The European Parliament regularly receives enquiries from citizens asking what the European Union (EU) is doing about climate change.
The European Union – a world leader on climate action
A 2050 low carbon objective, adopted by the European Council in 2009, seeks to reduce greenhouse gas emissions by 80 to 95 % by 2050, compared with 1990 levels, as part of a global effort to limit temperature increases to below 2°C. In addition, a 2030 climate and energy framework, adopted by the European Council in 2014, sets three targets to be met by 2030:
- at least 40 % cuts in greenhouse gas emissions, compared with 1990 levels;
- a minimum 27 % share for renewables in the energy mix;
- and an improvement in energy efficiency of at least 27 %.
Mind the gap
Meanwhile, the 2015 Paris Agreement aims to keep the global temperature rise well below 2°C above pre-industrial levels, and to pursue efforts to limit the temperature increase to 1.5°C. Today, global temperature is 0.9°C above pre-industrial levels. A 2018 report by the intergovernmental panel on climate change highlighted the need for urgent action to meet these goals, while a 2018 UN Environment emissions gap report indicated that current national efforts worldwide would lead to an estimated 3.2°C warming by 2100.
In 2018, the European Commission published a 2050 long-term strategy presenting eight scenarios for a transition to a low-carbon economy, in line with the Paris Agreement objective.
In a resolution of 14 March 2019, the European Parliament called for net-zero global greenhouse gas emissions by 2050, an enhancement of national efforts worldwide by 2020 and a more ambitious EU target of a 55 % emission reduction by 2030.
What the EU can do
Under the Treaty on the Functioning of the European Union, EU environmental policy aims at providing ‘a high level of protection’.
The European Union is competent to act in most areas of environment and climate policy, although its powers are rather limited on certain topics (such as tax, land use and energy mix). The main responsibility for implementation lies with EU countries, and in some cases with regional and local authorities.
What the EU has been doing
As regards funding, 20 % of the EU budget is to be spent on climate-related objectives. This share is expected to rise in the future.
As regards climate change mitigation, most of the EU regulatory framework up to 2030 was set in 2018-2019. Parliament and Council have adopted new rules and 2030 emission targets for specific sectors, strengthening and extending previous targets.
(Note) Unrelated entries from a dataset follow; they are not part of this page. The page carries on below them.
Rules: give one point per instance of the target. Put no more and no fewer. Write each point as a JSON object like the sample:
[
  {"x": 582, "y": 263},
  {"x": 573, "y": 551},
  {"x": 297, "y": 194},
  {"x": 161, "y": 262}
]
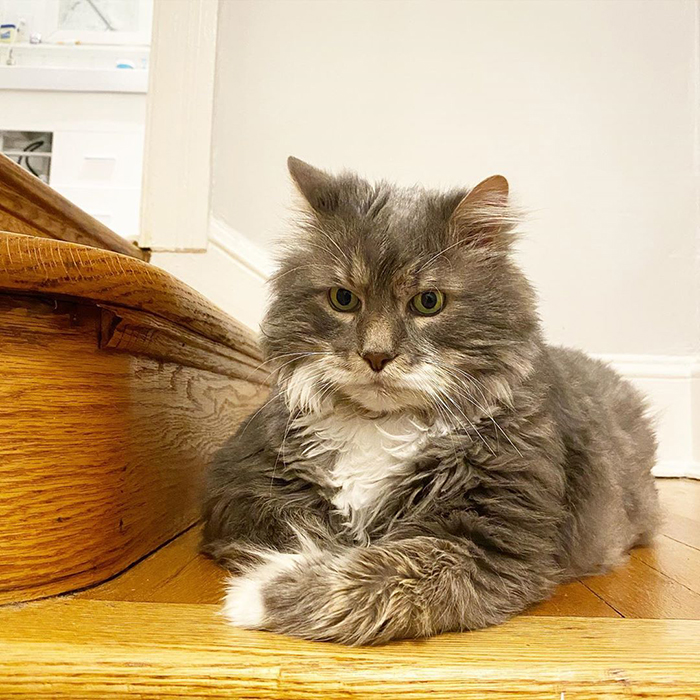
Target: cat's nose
[{"x": 377, "y": 360}]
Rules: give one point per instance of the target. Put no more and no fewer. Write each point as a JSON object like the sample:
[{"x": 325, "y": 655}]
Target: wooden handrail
[
  {"x": 39, "y": 266},
  {"x": 31, "y": 207}
]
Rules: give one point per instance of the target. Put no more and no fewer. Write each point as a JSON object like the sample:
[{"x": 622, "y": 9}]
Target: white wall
[{"x": 590, "y": 109}]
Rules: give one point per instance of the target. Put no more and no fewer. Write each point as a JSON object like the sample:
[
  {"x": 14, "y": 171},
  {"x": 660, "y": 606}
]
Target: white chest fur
[{"x": 370, "y": 455}]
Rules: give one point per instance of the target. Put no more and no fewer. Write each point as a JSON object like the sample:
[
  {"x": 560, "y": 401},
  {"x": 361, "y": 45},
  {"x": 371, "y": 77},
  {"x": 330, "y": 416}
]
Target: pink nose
[{"x": 377, "y": 360}]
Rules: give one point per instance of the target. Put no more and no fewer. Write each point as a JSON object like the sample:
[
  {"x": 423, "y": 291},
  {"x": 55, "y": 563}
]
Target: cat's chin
[{"x": 376, "y": 400}]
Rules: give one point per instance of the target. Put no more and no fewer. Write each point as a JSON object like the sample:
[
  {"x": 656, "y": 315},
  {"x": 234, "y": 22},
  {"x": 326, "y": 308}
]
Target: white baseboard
[
  {"x": 241, "y": 248},
  {"x": 672, "y": 385},
  {"x": 233, "y": 272}
]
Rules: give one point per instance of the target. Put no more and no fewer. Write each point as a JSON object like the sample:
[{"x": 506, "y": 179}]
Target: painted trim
[
  {"x": 235, "y": 276},
  {"x": 241, "y": 248},
  {"x": 180, "y": 107},
  {"x": 672, "y": 385}
]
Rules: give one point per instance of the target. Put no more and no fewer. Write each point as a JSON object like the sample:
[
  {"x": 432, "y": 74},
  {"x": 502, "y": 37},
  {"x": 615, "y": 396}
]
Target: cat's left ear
[{"x": 483, "y": 218}]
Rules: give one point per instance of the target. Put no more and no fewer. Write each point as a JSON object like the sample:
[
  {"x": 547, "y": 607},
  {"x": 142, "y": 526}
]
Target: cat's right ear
[{"x": 318, "y": 188}]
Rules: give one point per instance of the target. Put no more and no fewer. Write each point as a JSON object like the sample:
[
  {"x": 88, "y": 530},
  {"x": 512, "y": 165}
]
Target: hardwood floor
[
  {"x": 662, "y": 582},
  {"x": 155, "y": 631}
]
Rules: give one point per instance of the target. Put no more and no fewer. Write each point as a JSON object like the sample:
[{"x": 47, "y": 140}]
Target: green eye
[
  {"x": 343, "y": 299},
  {"x": 428, "y": 303}
]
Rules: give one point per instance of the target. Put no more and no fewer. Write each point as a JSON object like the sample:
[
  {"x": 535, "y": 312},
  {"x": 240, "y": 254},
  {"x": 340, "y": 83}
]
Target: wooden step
[
  {"x": 118, "y": 384},
  {"x": 156, "y": 631}
]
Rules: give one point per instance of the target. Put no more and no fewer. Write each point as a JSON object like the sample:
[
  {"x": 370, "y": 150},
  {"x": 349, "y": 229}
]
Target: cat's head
[{"x": 389, "y": 298}]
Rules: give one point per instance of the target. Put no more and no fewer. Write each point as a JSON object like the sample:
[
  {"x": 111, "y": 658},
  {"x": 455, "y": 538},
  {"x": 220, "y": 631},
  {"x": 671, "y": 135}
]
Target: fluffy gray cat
[{"x": 426, "y": 462}]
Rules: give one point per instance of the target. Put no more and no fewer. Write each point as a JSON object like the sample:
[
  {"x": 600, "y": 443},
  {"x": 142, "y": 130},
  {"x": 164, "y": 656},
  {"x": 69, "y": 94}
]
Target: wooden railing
[{"x": 30, "y": 206}]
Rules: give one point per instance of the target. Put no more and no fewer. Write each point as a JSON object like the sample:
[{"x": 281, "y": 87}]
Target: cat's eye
[
  {"x": 428, "y": 303},
  {"x": 343, "y": 299}
]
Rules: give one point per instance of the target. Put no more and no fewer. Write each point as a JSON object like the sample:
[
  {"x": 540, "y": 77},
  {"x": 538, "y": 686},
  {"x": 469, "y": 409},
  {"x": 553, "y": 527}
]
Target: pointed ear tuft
[
  {"x": 483, "y": 217},
  {"x": 317, "y": 187}
]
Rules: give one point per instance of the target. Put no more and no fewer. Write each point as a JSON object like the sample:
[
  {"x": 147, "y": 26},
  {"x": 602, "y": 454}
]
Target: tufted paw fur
[{"x": 244, "y": 605}]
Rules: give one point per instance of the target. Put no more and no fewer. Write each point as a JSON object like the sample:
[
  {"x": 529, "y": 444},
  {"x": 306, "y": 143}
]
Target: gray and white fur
[{"x": 413, "y": 474}]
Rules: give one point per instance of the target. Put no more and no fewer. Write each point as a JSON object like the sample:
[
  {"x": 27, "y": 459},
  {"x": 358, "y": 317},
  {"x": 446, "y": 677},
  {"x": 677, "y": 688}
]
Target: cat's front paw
[{"x": 244, "y": 605}]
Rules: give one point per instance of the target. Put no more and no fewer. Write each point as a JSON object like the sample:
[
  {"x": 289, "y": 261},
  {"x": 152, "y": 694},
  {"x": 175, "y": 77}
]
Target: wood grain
[
  {"x": 54, "y": 268},
  {"x": 139, "y": 333},
  {"x": 29, "y": 206},
  {"x": 176, "y": 573},
  {"x": 97, "y": 649},
  {"x": 102, "y": 453}
]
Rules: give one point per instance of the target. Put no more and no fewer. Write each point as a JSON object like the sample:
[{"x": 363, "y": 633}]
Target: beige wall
[{"x": 589, "y": 108}]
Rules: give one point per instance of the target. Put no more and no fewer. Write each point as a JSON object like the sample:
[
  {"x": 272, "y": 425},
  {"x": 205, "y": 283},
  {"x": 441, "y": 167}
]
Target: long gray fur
[{"x": 543, "y": 476}]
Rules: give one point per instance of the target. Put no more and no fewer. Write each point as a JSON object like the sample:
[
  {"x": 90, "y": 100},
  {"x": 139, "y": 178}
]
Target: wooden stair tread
[
  {"x": 98, "y": 649},
  {"x": 156, "y": 631}
]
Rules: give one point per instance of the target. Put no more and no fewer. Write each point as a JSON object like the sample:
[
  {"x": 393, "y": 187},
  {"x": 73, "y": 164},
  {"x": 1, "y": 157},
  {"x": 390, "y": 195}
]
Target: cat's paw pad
[{"x": 244, "y": 605}]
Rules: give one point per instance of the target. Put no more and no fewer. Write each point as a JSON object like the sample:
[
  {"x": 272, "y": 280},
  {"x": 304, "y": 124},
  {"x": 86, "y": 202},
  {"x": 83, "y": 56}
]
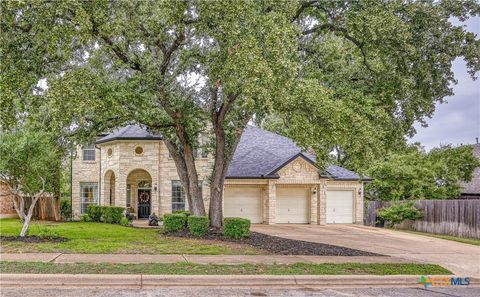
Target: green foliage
[
  {"x": 95, "y": 212},
  {"x": 85, "y": 218},
  {"x": 29, "y": 161},
  {"x": 236, "y": 227},
  {"x": 174, "y": 222},
  {"x": 198, "y": 225},
  {"x": 65, "y": 209},
  {"x": 399, "y": 212},
  {"x": 185, "y": 212},
  {"x": 415, "y": 174},
  {"x": 124, "y": 222},
  {"x": 112, "y": 214}
]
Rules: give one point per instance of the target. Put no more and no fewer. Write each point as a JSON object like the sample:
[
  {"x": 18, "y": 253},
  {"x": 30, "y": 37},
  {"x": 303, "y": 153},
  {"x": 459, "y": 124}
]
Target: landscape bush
[
  {"x": 236, "y": 227},
  {"x": 198, "y": 225},
  {"x": 399, "y": 212},
  {"x": 65, "y": 209},
  {"x": 85, "y": 218},
  {"x": 174, "y": 222},
  {"x": 185, "y": 212}
]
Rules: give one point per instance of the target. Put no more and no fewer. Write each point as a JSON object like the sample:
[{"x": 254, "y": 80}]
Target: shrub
[
  {"x": 95, "y": 212},
  {"x": 174, "y": 222},
  {"x": 198, "y": 226},
  {"x": 399, "y": 212},
  {"x": 65, "y": 209},
  {"x": 85, "y": 218},
  {"x": 124, "y": 222},
  {"x": 112, "y": 214},
  {"x": 185, "y": 212},
  {"x": 236, "y": 227}
]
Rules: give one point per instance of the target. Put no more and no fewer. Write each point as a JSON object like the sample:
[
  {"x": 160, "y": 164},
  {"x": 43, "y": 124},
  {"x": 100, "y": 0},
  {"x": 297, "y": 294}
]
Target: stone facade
[{"x": 122, "y": 165}]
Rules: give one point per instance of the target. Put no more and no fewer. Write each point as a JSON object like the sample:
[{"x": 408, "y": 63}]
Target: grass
[
  {"x": 107, "y": 238},
  {"x": 473, "y": 241},
  {"x": 222, "y": 269}
]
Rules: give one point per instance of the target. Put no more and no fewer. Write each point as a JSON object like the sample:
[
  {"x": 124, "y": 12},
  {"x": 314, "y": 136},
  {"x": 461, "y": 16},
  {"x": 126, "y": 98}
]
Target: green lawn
[
  {"x": 473, "y": 241},
  {"x": 221, "y": 269},
  {"x": 107, "y": 238}
]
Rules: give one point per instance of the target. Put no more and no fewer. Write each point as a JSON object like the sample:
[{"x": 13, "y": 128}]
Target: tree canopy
[
  {"x": 348, "y": 76},
  {"x": 416, "y": 174}
]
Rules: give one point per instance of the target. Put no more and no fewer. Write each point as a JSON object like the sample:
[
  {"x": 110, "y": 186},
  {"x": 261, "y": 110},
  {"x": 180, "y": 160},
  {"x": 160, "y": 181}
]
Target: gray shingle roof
[
  {"x": 262, "y": 153},
  {"x": 130, "y": 132},
  {"x": 259, "y": 154}
]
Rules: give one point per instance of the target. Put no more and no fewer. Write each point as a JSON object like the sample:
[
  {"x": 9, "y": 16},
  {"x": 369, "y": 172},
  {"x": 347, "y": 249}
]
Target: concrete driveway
[{"x": 460, "y": 258}]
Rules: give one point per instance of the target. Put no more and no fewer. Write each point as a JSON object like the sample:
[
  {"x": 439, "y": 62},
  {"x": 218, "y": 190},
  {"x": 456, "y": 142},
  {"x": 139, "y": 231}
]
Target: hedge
[
  {"x": 174, "y": 222},
  {"x": 198, "y": 226},
  {"x": 236, "y": 227}
]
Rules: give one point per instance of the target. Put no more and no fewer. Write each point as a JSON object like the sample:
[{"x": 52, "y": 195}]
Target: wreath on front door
[{"x": 144, "y": 197}]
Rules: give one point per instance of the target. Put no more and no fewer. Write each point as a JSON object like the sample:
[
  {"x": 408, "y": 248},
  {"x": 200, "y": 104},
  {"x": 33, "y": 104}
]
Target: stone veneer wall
[
  {"x": 83, "y": 171},
  {"x": 161, "y": 168}
]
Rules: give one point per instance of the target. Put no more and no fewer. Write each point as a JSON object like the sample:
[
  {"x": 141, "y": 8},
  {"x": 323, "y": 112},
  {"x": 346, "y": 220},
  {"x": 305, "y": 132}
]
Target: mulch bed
[
  {"x": 281, "y": 246},
  {"x": 32, "y": 239}
]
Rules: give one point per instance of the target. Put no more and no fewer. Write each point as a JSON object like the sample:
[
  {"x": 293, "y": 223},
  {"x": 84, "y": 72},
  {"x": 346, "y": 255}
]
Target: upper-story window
[{"x": 89, "y": 152}]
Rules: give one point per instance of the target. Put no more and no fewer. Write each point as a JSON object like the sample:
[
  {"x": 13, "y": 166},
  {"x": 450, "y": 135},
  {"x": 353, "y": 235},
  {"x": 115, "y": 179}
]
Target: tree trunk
[
  {"x": 187, "y": 172},
  {"x": 223, "y": 157},
  {"x": 28, "y": 217}
]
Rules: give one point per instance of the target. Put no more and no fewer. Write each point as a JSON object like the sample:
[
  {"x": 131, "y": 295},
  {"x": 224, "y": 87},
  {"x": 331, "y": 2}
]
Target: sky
[{"x": 458, "y": 120}]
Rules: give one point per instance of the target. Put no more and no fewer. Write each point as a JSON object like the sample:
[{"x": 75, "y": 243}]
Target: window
[
  {"x": 139, "y": 150},
  {"x": 88, "y": 195},
  {"x": 178, "y": 195},
  {"x": 89, "y": 152},
  {"x": 129, "y": 195}
]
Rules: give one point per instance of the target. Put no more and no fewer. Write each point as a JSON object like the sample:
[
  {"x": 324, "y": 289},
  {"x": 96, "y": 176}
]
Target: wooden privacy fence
[{"x": 450, "y": 217}]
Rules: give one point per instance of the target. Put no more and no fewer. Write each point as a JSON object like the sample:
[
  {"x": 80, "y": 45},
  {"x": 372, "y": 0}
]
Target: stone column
[
  {"x": 271, "y": 202},
  {"x": 313, "y": 204},
  {"x": 322, "y": 202}
]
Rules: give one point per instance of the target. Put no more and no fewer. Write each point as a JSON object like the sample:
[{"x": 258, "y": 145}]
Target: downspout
[
  {"x": 99, "y": 177},
  {"x": 71, "y": 183}
]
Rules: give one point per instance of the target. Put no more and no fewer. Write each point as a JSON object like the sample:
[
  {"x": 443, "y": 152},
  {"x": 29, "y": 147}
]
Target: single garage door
[
  {"x": 292, "y": 205},
  {"x": 243, "y": 202},
  {"x": 339, "y": 207}
]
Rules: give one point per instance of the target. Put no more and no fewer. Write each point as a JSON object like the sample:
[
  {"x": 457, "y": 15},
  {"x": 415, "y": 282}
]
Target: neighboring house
[
  {"x": 270, "y": 180},
  {"x": 471, "y": 190}
]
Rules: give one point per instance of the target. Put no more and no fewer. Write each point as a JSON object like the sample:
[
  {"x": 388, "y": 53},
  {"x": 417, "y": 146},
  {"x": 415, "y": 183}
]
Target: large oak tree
[{"x": 347, "y": 75}]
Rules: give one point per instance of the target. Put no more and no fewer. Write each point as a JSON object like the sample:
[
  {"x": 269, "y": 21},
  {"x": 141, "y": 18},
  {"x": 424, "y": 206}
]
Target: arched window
[{"x": 144, "y": 185}]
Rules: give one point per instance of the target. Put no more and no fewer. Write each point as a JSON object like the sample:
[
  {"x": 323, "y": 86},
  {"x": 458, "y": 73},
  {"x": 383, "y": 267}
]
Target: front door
[{"x": 144, "y": 200}]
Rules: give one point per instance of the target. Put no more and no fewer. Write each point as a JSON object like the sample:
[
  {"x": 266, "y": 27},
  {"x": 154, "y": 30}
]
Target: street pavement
[{"x": 251, "y": 292}]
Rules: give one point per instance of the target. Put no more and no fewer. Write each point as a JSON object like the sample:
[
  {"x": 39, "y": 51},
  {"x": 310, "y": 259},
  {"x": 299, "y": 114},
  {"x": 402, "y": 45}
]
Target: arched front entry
[
  {"x": 109, "y": 188},
  {"x": 139, "y": 192}
]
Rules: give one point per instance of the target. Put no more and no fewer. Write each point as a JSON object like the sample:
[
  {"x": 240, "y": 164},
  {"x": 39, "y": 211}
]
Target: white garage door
[
  {"x": 339, "y": 207},
  {"x": 243, "y": 202},
  {"x": 292, "y": 205}
]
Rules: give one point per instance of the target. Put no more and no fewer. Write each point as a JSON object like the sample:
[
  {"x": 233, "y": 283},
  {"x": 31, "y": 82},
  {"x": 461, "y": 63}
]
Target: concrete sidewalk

For example:
- emissions from energy and industry covered under the EU emissions trading system (ETS) must be reduced by 43 % by 2030;
- emissions from transport, buildings and agriculture must be reduced by 30 % by 2030;
- new CO2 standards for trucks and buses and for cars and vans are being set.
As regards climate change adaptation, EU policy is defined in a 2013 adaptation strategy, designed to encourage EU countries to adopt comprehensive policies; to promote adaptation in key vulnerable sectors (such as agriculture, fisheries and cohesion policy); and to develop knowledge about adaptation to enable better informed decision-making. In 2018, 25 EU countries had developed a national adaptation strategy.